Paniekstoornis - behandeling
Er zijn twee behandelalgoritmes die onderscheiden worden op basis van de ernst van de paniekstoornis met of zonder agorafobie. De lichte paniekstoornis wordt in principe niet meer met medicatie behandeld, maar alleen met basisinterventies die voor alle patiënten aanbevolen zijn (psychoeducatie, activering, tegengaan van vermijding) aangevuld met eerste-stap interventies naar keuze (zelfhulp, counseling, psychosociale hulpverlening, e-health) en, indien deze onvoldoende baat bieden, met cognitieve gedragstherapie. In de behandeling van de ernstige paniekstoornis hebben antidepressiva wel een plaats gekregen. De behandelaar bepaalt in overleg met de patiënt of de behandeling zal bestaan uit basisinterventies gecombineerd met cognitieve gedragstherapie of basisinterventies gecombineerd met antidepressiva.
Medicatie
- SSRI's
De SSRI's zijn waarschijnlijk allen even effectief. Ze verminderen het aantal paniekaanvallen, reduceren de anticipatieangst (angst voor de angst) en hebben een gunstig effect op eventueel aanwezig vermijdingsgedrag. Met antidepressiva wordt na zes weken 50 tot 70% van de patiënten paniekvrij. Een SSRI is eerste keus bij de medicamenteuze behandeling van een paniekstoornis. Effect kan pas na minimaal vier weken verwacht worden. Bij angststoornissen zijn SSRI's zeer effectief bij de behandeling van de symptomen van angststoornissen bij kinderen en jeugdigen. - Tricyclische antidepressiva (TCA's)

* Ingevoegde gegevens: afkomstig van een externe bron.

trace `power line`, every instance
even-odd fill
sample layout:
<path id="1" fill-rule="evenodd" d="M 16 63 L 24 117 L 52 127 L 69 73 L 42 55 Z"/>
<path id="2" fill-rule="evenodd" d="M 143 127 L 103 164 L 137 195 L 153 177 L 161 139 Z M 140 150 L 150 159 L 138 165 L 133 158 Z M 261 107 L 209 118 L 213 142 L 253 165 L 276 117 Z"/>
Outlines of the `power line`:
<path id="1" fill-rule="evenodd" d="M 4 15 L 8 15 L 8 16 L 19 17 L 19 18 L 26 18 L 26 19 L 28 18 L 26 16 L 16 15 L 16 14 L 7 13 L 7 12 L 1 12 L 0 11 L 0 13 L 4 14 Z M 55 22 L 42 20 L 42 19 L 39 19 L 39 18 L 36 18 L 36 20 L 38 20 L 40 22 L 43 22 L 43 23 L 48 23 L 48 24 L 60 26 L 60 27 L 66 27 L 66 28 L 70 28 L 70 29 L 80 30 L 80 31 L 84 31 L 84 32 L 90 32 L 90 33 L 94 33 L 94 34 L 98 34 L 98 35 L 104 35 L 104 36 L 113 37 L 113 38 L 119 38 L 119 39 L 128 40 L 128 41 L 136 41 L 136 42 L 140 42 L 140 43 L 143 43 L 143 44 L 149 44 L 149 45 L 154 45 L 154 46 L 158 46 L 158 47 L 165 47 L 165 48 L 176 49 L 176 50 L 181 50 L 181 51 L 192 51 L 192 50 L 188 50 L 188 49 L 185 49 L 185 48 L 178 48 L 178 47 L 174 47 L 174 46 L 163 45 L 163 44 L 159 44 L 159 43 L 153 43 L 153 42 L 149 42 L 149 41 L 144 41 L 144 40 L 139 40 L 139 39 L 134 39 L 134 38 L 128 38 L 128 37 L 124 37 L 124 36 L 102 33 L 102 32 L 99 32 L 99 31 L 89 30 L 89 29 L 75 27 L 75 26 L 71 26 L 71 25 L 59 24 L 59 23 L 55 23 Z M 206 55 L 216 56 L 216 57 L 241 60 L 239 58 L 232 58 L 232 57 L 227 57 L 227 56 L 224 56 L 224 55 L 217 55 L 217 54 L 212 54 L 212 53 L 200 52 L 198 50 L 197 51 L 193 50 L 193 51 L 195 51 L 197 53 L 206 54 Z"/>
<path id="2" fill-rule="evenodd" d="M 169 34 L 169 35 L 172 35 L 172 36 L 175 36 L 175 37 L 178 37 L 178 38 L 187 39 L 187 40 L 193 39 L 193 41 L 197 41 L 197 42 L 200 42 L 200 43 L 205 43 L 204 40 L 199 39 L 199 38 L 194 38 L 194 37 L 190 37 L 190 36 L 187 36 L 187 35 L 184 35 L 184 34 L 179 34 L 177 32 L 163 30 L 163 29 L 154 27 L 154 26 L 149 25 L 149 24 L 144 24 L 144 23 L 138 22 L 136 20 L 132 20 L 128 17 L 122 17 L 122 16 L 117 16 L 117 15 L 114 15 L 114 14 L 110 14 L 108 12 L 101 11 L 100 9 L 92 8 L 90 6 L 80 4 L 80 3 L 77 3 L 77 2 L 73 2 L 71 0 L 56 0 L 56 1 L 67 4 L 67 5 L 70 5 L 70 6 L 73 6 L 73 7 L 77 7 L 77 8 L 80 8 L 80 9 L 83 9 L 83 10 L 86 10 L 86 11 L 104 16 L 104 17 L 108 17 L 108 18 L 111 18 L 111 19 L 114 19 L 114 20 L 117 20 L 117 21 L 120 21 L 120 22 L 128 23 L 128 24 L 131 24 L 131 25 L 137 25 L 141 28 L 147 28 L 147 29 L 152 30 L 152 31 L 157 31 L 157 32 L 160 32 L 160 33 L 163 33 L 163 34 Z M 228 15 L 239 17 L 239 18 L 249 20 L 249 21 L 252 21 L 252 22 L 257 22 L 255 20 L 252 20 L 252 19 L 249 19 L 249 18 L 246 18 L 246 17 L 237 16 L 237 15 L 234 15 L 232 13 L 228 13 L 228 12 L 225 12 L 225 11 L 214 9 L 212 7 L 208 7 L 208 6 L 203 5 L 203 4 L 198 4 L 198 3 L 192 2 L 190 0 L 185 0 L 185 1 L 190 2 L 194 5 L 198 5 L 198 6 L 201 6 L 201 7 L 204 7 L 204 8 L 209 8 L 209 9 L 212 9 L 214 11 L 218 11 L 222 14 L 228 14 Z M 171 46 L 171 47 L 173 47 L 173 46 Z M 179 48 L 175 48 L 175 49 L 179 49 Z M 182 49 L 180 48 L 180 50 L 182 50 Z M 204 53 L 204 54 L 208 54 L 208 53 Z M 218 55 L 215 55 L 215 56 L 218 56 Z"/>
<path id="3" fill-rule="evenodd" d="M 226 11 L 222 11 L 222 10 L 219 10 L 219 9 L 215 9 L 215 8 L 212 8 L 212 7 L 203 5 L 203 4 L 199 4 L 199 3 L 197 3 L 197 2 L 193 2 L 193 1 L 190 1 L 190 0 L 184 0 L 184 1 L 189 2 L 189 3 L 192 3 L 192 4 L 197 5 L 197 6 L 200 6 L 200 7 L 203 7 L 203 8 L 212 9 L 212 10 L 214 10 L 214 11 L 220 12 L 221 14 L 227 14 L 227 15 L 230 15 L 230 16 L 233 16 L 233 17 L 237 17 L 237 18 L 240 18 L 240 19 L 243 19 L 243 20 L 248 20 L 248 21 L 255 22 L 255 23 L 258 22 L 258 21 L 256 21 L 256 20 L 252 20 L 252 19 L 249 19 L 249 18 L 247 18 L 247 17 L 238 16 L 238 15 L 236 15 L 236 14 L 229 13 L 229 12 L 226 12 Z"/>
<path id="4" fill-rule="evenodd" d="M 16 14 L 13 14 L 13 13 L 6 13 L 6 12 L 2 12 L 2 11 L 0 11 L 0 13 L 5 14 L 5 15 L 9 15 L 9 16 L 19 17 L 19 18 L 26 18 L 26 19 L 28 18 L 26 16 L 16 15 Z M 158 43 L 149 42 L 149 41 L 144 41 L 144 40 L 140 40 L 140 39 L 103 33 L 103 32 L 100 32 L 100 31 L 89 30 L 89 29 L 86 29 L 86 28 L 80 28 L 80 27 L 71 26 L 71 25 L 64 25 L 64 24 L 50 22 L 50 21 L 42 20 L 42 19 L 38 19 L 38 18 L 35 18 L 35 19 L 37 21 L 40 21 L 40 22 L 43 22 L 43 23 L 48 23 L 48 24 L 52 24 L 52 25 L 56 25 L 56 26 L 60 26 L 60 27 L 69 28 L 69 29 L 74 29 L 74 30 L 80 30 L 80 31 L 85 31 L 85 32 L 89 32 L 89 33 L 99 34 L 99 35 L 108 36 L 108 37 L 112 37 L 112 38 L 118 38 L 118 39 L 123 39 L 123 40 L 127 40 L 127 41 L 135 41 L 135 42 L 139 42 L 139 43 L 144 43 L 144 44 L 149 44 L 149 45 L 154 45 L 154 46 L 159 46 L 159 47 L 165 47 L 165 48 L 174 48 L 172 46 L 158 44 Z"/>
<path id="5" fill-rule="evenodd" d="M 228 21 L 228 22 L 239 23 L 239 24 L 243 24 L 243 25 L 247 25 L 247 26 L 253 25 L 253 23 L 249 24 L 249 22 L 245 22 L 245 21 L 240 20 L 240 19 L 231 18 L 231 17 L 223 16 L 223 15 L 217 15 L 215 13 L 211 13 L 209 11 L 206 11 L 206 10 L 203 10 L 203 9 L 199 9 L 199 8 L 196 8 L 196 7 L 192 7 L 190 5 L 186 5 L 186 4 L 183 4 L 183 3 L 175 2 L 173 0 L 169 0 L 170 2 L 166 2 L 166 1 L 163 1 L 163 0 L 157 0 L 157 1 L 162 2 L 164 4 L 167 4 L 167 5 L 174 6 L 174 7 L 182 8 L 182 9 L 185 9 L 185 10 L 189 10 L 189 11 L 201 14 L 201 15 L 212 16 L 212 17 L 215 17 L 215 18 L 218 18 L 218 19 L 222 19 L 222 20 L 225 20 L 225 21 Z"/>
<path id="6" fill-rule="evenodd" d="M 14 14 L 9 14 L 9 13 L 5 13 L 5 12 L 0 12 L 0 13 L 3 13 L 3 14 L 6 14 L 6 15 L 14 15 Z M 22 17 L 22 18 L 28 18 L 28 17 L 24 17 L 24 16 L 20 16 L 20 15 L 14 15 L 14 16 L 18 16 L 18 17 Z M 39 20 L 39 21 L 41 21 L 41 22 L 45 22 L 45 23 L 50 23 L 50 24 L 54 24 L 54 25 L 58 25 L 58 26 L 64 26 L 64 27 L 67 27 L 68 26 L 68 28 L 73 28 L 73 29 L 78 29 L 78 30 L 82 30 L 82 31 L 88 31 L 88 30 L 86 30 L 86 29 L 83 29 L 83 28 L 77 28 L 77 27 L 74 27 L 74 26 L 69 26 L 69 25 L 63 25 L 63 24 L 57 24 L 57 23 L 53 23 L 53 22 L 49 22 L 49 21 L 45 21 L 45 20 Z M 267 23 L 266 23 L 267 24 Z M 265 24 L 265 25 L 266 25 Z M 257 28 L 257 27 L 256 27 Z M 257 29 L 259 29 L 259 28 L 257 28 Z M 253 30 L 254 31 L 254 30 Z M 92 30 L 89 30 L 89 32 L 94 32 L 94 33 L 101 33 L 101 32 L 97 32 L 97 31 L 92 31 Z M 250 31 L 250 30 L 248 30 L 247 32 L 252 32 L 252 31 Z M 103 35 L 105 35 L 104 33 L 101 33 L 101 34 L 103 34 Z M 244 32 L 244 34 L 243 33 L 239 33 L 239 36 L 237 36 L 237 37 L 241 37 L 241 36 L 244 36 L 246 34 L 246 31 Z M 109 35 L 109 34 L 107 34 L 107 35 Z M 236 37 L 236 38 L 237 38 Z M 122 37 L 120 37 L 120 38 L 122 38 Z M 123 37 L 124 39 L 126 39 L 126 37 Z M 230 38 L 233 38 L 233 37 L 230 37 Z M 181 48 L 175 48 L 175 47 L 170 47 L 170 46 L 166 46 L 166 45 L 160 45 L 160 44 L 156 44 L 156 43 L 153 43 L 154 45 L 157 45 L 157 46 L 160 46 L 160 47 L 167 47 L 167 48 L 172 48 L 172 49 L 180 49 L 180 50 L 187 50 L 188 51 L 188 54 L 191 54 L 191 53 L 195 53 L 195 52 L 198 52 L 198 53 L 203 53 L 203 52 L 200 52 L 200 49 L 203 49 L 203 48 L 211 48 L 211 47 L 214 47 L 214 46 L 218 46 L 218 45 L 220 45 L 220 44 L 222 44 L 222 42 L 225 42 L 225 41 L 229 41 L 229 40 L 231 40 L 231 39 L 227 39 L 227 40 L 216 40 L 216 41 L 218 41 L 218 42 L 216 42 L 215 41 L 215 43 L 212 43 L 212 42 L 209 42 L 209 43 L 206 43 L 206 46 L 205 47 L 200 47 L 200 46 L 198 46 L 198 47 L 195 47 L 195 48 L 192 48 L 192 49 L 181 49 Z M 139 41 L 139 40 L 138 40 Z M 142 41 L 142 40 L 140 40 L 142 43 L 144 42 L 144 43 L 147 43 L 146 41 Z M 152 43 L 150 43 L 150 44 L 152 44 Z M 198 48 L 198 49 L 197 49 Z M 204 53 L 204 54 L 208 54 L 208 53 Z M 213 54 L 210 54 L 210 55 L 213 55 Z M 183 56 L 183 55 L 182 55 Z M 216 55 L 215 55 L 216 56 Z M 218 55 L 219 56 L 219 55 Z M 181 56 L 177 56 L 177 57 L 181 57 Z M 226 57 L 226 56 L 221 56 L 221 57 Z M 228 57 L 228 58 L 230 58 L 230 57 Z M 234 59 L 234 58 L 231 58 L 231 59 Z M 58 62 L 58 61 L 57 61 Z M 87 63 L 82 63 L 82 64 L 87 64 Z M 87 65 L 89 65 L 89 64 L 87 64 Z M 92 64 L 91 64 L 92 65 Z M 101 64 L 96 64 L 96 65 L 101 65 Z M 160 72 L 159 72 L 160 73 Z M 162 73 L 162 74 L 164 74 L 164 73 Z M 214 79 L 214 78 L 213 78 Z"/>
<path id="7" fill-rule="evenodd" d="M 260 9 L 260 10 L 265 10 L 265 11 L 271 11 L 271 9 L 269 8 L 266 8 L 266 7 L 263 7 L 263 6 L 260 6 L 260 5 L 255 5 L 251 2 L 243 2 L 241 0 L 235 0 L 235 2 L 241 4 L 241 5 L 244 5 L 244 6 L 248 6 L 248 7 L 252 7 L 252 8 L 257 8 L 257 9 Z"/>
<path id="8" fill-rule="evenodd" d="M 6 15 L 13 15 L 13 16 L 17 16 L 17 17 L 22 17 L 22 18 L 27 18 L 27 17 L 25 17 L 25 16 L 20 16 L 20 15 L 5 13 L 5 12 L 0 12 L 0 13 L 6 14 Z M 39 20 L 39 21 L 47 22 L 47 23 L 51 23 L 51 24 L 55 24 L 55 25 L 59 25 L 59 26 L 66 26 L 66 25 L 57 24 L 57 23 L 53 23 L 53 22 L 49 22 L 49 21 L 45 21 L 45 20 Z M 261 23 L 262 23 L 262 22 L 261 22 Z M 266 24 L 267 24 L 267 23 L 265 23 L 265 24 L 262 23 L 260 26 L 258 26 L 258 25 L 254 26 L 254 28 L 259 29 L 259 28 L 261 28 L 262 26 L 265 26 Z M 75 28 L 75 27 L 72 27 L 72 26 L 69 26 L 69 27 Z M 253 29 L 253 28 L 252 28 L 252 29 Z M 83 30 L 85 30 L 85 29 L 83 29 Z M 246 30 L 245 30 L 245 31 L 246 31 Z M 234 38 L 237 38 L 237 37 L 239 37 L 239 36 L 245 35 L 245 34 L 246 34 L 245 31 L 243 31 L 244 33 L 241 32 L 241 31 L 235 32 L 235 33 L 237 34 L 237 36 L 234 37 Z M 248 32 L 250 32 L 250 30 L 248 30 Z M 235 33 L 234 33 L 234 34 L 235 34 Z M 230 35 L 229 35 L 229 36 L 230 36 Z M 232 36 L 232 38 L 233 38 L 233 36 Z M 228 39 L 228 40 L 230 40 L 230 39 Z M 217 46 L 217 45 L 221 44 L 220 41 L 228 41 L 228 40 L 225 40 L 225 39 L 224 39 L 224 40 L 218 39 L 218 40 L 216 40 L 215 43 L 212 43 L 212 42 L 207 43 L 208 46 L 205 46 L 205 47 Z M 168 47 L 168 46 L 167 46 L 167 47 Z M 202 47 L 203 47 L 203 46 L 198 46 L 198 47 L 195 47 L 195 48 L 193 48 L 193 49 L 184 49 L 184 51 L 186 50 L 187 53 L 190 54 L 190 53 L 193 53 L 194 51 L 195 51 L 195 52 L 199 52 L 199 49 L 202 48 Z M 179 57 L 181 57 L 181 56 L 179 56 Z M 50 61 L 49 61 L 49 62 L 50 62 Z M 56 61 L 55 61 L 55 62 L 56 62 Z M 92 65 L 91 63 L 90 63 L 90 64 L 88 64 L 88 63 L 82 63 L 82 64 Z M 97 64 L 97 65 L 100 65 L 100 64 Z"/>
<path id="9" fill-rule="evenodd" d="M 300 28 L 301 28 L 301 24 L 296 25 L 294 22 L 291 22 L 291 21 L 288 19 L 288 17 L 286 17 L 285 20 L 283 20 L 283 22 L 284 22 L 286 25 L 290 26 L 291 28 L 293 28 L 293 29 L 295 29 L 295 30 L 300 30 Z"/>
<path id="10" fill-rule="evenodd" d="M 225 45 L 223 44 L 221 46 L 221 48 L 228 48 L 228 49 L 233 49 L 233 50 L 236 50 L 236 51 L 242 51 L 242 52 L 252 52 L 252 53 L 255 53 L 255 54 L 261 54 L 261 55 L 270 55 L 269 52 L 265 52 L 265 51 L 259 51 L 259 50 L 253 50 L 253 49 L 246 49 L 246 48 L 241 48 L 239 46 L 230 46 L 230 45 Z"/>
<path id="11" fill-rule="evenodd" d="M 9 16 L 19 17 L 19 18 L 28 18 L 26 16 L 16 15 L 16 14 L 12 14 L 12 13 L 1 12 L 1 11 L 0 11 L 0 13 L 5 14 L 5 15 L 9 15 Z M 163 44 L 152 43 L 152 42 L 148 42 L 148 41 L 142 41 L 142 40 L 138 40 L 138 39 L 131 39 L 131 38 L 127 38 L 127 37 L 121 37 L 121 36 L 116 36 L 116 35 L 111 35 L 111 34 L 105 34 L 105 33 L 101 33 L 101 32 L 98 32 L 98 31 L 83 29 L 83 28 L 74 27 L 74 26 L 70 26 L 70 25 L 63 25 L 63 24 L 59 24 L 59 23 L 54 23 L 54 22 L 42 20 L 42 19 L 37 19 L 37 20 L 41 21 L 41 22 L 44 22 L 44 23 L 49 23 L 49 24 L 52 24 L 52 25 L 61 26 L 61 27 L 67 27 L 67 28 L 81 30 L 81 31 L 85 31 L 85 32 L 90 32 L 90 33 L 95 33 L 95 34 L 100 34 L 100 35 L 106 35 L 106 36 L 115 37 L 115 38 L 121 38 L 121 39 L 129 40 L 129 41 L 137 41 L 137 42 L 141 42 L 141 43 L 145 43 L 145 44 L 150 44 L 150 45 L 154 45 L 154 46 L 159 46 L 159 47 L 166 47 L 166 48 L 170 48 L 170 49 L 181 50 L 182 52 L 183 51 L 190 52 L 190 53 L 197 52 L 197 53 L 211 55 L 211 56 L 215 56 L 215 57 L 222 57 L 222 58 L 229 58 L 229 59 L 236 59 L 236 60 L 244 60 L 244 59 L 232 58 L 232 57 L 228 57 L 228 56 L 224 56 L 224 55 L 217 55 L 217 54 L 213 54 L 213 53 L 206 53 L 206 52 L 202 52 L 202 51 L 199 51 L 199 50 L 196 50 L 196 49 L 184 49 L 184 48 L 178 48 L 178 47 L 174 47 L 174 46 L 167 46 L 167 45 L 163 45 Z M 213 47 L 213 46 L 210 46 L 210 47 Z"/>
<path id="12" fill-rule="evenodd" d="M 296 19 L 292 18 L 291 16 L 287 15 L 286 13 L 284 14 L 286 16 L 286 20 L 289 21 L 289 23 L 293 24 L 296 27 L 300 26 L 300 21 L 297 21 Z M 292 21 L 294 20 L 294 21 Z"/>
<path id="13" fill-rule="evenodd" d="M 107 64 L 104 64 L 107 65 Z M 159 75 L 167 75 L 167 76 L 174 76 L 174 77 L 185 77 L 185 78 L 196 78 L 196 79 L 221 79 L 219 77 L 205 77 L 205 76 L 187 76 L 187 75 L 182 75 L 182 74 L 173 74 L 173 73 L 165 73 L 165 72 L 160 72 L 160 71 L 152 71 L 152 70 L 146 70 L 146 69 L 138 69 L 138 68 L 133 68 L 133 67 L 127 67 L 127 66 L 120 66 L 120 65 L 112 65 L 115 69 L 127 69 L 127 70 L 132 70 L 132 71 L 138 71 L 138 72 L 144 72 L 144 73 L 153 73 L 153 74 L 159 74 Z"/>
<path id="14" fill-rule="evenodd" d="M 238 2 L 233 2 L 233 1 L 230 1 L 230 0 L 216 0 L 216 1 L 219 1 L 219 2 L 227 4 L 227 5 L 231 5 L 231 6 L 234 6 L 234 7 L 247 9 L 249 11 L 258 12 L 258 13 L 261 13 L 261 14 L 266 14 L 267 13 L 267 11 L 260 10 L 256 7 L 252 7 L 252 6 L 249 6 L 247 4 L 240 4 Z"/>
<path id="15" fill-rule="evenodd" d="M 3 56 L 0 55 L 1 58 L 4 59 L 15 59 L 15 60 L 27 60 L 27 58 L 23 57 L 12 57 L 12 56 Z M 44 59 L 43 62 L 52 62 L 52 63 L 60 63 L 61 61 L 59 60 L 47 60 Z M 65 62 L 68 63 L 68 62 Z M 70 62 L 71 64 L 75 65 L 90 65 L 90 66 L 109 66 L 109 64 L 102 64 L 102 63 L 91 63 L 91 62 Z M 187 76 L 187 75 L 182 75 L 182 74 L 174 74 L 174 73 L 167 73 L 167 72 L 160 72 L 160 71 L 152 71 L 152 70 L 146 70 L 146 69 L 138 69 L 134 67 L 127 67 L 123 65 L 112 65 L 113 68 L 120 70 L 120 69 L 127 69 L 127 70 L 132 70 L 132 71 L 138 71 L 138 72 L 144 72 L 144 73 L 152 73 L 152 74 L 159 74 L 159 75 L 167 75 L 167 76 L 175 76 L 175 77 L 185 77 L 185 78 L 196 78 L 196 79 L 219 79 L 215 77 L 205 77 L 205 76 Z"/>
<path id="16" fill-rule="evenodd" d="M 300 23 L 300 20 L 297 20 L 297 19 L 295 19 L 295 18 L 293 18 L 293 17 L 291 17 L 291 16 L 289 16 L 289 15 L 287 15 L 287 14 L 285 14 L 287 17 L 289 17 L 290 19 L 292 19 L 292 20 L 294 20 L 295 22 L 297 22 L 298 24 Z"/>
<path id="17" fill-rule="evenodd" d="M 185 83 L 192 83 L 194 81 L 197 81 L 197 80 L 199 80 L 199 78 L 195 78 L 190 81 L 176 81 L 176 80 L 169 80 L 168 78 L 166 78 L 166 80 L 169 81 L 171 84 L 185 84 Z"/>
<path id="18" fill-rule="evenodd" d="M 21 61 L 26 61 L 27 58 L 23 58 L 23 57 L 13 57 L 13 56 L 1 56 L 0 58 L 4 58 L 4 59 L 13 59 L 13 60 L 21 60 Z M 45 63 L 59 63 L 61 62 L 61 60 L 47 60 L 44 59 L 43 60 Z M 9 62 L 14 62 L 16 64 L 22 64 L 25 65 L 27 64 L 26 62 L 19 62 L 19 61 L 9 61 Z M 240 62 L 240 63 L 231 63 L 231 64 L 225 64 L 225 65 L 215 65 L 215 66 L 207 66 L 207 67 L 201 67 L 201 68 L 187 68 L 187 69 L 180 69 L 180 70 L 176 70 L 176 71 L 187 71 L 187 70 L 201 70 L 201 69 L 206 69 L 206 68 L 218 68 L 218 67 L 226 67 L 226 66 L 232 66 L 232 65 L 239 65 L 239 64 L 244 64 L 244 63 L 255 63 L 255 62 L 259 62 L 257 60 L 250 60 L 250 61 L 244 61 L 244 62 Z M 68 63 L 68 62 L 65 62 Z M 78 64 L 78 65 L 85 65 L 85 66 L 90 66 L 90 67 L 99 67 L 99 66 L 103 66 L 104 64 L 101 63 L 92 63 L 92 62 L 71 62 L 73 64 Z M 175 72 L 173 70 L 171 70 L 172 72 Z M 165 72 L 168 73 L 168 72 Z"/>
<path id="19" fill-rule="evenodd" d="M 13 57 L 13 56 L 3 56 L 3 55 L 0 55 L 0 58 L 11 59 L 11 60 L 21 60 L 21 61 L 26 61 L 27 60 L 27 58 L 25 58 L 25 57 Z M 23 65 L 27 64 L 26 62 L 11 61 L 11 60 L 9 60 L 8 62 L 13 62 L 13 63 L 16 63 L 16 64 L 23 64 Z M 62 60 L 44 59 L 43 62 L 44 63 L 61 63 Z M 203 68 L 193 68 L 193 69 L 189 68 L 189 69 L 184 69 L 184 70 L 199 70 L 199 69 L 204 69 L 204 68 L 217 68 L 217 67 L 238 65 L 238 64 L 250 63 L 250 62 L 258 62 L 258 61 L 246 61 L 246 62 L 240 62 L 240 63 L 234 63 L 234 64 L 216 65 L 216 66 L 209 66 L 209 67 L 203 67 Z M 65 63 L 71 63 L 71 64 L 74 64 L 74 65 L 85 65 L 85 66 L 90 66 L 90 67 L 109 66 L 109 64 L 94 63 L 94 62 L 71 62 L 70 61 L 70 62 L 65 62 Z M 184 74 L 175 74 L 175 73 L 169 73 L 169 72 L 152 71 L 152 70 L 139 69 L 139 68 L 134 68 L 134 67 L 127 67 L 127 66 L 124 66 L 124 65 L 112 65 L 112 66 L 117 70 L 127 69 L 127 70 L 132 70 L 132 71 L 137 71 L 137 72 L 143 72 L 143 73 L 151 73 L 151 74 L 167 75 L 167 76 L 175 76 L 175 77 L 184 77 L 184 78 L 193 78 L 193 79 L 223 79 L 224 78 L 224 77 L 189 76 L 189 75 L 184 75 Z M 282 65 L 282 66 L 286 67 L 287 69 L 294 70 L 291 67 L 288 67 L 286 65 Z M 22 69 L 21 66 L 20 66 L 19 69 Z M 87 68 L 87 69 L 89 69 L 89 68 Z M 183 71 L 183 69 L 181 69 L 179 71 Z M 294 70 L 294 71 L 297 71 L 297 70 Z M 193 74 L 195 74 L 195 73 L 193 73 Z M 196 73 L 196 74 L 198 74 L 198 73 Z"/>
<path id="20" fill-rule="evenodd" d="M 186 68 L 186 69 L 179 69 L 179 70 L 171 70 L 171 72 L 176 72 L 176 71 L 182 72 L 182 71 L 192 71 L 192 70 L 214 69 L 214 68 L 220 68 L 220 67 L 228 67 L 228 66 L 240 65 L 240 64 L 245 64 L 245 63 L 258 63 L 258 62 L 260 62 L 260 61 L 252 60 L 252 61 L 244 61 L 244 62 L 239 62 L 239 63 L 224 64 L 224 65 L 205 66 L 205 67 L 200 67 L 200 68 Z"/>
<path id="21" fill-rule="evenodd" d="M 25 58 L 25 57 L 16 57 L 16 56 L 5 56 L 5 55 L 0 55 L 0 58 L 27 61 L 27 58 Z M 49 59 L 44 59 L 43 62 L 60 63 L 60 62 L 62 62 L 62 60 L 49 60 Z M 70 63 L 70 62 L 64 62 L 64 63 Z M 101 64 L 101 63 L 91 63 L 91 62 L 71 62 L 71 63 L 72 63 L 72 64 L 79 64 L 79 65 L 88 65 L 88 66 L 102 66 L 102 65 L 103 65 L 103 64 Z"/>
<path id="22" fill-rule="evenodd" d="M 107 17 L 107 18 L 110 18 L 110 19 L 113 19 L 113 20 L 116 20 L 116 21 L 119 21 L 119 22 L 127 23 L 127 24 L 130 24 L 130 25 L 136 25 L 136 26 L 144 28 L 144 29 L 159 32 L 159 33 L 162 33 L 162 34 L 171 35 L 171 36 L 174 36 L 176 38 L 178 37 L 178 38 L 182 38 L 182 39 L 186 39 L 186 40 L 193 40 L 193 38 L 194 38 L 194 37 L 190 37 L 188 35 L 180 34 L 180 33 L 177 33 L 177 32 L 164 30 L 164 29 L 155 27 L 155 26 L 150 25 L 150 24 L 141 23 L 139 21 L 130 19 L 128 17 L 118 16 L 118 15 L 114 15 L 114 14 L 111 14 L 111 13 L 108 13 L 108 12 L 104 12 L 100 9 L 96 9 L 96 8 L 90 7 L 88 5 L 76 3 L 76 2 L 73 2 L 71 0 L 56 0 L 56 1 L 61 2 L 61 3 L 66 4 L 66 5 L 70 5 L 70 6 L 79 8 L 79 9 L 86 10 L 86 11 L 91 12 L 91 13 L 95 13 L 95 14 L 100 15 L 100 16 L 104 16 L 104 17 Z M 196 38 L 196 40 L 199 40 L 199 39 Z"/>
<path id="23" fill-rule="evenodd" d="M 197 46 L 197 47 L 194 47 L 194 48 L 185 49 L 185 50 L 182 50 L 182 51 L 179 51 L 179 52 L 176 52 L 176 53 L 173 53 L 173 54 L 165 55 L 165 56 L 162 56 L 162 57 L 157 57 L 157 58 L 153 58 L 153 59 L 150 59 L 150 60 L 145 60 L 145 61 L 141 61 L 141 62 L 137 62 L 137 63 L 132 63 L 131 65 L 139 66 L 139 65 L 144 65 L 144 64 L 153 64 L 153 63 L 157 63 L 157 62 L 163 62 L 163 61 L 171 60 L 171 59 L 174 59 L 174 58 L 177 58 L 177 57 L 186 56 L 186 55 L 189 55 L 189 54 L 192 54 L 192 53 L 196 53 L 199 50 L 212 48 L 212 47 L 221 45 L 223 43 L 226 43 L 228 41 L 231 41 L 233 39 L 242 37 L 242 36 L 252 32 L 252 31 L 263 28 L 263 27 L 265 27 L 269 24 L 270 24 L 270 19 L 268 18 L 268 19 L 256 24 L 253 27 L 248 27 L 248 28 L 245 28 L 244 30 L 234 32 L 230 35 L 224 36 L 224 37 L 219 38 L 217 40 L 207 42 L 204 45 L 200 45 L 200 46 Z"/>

Clomipramine en imipramine zijn waarschijnlijk even effectief als de SSRI's, andere zijn of onvoldoende onderzocht of onwerkzaam. Een TCA is nadat twee SSRI's zijn geprobeerd of een SSRI niet wordt verdragen een goed alternatief. Nadeel van de TCA'a is dat zijn vaak minder goed worden verdragen dan de SSRI's. - MAO-remmers
Fenelzine is uitgebreid onderzocht bij de paniekstoornis en is uitermate effectief. MAO-remmers hebben als nadeel dat een dieet gehouden moet worden. - Benzodiazepines
De effectiviteit van alprazolam, clonazepam en lorazepam bij de behandeling van een paniekstoornis is vastgesteld. Benzodiazepinen hebben vooral nut bij het snel verminderen van angst, vooral in het begin van het gebruik van SSRI's kan een (tijdelijke) toename van de angst ontstaan. Advies is om maximaal acht weken, een benzodiazepine te gebruiken, anders kan gewenning en verslaving optreden.
Behandelduur
In een recent overzichtsartikel wordt beschreven dat er onduidelijkheid bestaat rond de optimale behandelduur en het percentage patiënten dat na het staken van een behandeling klachtenvrij is. In de meeste behandelonderzoeken wordt gerapporteerd over behandelingen die in de regel niet meer dan drie maanden in beslag nemen. In die periode vinden bij cognitieve en gedragstherapeutische interventies acht tot twaalf zittingen plaats. Het blijkt dat vaak nabehandeling noodzakelijk is, soms gedurende vele jaren, zij het in een veel lagere frequentie. Bij medicamenteuze behandeling is er een minimale behandeltermijn van zes tot negen maanden nadat de werking van het middel is opgetreden.
Effectiviteit
Uit onderzoek blijkt dat zowel cognitieve therapie (CT), als SSRI’s als een combinatie van die twee effectief is met weinig terugval tot 1 jaar na beëindigen van de behandeling. De gecombineerde behandeling lijkt wel effectiever dan CT of SSRI's alleen. Patiënten die al veel langer aan de paniekstoornis leden, herstelden minder vaak dan in geval van recente pathologie en dat gold voor alle drie behandelingen.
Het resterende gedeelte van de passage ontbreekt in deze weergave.